I would suggest that, in order to make this really happen, you pick up on Bill’s old habit of a week away from campus, studying what is happening outside the company.  Step back, and re-define your job to include everything at Microsoft. Take a complete inventory of what you’re missing on the research and product side.  Invite opinions, anonymous or not, for how to improve the company.  This isn’t just about saving money on napkins and Coke, this is about retrofitting Microsoft to be performance-tuned to fully-integrated leadership.

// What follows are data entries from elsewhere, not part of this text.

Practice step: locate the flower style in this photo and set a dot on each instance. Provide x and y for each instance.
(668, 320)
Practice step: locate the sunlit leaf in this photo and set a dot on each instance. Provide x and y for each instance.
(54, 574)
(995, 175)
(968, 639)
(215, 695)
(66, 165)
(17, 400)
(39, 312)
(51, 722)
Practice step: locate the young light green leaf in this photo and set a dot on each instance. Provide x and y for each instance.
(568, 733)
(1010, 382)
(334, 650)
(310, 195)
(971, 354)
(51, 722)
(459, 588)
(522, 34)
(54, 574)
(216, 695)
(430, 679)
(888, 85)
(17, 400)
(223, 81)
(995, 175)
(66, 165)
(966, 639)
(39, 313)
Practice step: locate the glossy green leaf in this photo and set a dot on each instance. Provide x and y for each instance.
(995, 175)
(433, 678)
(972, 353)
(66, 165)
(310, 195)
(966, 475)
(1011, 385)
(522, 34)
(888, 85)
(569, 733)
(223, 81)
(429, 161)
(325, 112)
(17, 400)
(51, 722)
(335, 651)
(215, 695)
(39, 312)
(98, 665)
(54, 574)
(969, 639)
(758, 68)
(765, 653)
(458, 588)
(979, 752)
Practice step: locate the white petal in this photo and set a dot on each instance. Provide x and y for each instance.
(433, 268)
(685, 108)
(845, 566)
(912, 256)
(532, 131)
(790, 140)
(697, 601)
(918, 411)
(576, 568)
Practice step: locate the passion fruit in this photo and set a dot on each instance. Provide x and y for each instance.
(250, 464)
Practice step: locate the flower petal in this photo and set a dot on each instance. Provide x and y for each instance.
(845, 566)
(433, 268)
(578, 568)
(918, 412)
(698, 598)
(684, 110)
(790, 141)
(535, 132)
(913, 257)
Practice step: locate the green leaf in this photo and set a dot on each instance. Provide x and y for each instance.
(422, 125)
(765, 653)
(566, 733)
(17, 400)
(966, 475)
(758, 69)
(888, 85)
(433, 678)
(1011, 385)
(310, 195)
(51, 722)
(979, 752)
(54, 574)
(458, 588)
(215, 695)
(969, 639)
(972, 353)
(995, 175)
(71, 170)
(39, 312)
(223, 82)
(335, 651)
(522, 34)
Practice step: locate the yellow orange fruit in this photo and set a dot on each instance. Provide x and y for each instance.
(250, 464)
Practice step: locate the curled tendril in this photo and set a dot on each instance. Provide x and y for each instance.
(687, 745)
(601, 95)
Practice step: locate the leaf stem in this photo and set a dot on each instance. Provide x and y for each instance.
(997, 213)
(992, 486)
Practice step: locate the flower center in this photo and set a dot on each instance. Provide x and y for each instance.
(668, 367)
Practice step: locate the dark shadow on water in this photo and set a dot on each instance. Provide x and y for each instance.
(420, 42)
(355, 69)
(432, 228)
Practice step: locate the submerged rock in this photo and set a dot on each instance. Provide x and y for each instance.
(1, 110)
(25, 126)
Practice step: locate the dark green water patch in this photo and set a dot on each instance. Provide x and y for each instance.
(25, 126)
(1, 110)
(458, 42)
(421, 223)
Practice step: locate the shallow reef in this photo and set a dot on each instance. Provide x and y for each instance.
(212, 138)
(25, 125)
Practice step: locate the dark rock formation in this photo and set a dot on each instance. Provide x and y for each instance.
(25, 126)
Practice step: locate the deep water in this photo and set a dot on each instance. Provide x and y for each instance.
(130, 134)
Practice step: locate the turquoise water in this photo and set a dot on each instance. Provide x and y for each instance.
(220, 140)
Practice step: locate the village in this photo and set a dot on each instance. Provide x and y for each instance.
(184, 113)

Finally, I want to congratulate you on moving into the world of acquisitions.  Despite their price, I think both the Aquantive purchase (whose results are already showing in Q4) and the Yahoo bid are spot on.  With the anti-trust actions settling away, MS needs to manage its cash for a better return: not DOJ insurance, or stock buybacks, but global strikes into fast-growing markets.  Microsoft’s future may well be more like Cisco’s than Apple’s.

The “bad” news is obvious: I don’t think you get any choice in taking this on. And the good news has a strong upside: if you do this right, Microsoft will grow beyond even Bill’s wildest dreams.  If you do this right, Microsoft will grow into your own wildest dreams.